Santo Domingo.– La exvicepresidenta Margarita Cedeño advirtió este martes que la República Dominicana corre el riesgo de acostumbrarse a una apariencia de progreso, mientras persisten problemas que afectan la calidad de vida de la población.
En su artículo “¿Nos comimos la manzana de la Cenicienta?”, publicado en su columna de los periódicos Listín Diario y Vanguardia del Pueblo, Cedeño afirma que el crecimiento económico solo tiene sentido cuando se traduce en bienestar, mejores servicios públicos, instituciones eficientes y oportunidades reales para las familias.
“Hemos construido un relato donde la ilusión sustituye la realidad y creemos que todo marcha bien, aunque los indicadores cotidianos nos digan otra cosa”, sostuvo la también integrante del Comité Político del Partido de la Liberación Dominicana (PLD).
Señaló que la educación, la salud pública, la seguridad ciudadana, la vivienda, la infraestructura y el costo de la vida continúan generando preocupación, mientras comerciantes, profesionales, agricultores, estudiantes y amas de casa perciben que el país avanza más lentamente de lo necesario.

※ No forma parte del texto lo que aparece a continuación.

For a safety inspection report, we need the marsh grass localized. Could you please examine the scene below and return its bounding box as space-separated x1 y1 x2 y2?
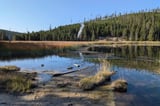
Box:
0 66 20 72
79 60 115 90
0 72 32 93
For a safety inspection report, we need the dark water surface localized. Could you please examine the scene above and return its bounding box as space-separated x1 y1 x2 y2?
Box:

La dirigente política explicó que las sociedades también pueden perder competitividad cuando dejan de innovar, postergan decisiones importantes y concentran el debate público en la confrontación, en lugar de atender los problemas reales de la ciudadanía.

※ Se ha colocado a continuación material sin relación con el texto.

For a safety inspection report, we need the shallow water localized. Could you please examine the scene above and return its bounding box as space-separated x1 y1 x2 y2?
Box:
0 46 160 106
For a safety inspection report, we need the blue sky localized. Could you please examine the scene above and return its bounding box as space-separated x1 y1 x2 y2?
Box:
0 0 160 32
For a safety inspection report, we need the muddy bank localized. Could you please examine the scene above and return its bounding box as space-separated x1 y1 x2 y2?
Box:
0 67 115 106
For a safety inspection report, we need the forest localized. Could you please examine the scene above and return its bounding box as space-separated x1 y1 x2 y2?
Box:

Cedeño destacó destacó que el país cuenta con fortalezas como la estabilidad democrática, el talento humano, su ubicación estratégica y la capacidad emprendedora de su población, pero advierte que esas ventajas no garantizan el futuro en un mundo marcado por la inteligencia artificial y una mayor competencia internacional.
Indicó que no avanzar, en ese contexto, equivale a retroceder. “Cuando una nación comienza a normalizar el estancamiento, aparece el riesgo más peligroso, que es conformarse”, sostuvo.
Propuestas
Cedeño planteó recuperar la capacidad de planificación y ejecución del Estado, medir los resultados más que los anuncios y convertir el crecimiento económico en desarrollo humano.
Asimismo, llamó a sustituir la polarización por el diálogo, fortalecer la confianza institucional y recuperar la función esencial de la política: servir al bien común.
“No podemos permitir que el conformismo nos adormezca”, concluyó.